Pagina:De voeding der planten (1886).djvu/193

Uit Wikisource
Deze pagina is gevalideerd
185
DE LEER DER BEMESTING.


Waar dit laatste niet mogelijk is, of waar op deze wijze enkele anorganische bestanddeelen in te geringe hoeveelheid worden toegevoerd, terwijl de overige in dezelfde hoeveelheid mest in voldoende mate gevonden worden, daar is de noodzakelijkheid van anorganische bemesting duidelijk voorgeschreven. In dit geval moet men dus gebruik maken van anorganische of minerale mest, gewoonlijk kunstmest genoemd. Welke soort van kunstmest de vereischte is, wordt natuurlijk bepaald door de scheikundige natuur van dat bestanddeel, dat in de stalmest slechts in onvoldoende hoeveelheid op den akker kan worden gebracht. In de meeste gevallen zijn dit phosphorzuur-, kali- en stikstofverbindingen, die dus ook de hoofdbestanddeelen der kunstmest uitmaken.

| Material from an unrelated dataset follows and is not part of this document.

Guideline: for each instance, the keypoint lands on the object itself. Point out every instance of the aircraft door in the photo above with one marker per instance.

Niet elke plantensoort groeit even goed op elken bodem. In de vrije natuur heeft elke grondsoort haar eigenaardig plantendek. De flora onzer lage weilanden, die op veen aangelegd zijn, is een geheel andere dan die der duinen, en deze onderscheidt zich weer door een aantal bepaalde plantenvormen van die der heidevelden. Ofschoon ongetwijfeld de natuurkundige toestand van den bodem, zijn vochtigheid of droogte, zijn meerdere of mindere poroziteit enz. grooten invloed op dit verschil hebben, zoo speelt toch het verschil in de oplosbare bestanddeelen hier eveneens een groote rol. Wel is waar hangt dit zelf weer, tenminste gedeeltelijk, van de natuurkundige eigenschappen van den grond, en wel vooral van diens absorptievermogen af, doch wij weten, dat men in den landbouw ook dit laatste onder de macht van den mensch gebracht heeft. Evenals met de wildgroeiende planten, is het ook met de cultuurgewassen. Ook bij deze is voor de eene soort een zandige, voor de andere een veenachtige bodem, voor een derde een kleigrond voordeeliger. Men kan dit onderscheid echter nog verder vervolgen en vindt dan dat verschillende cultuurgewassen, die op dezelfde soort van grond gekweekt worden, toch aan de opneembare bestanddeelen van deze verschillende eischen stellen. Zoo hebben beetwortels meer kaliumverbindingen, tarwe en andere granen meer phosphorzure zouten, en klaver meer stikstof houdende stoffen noodig.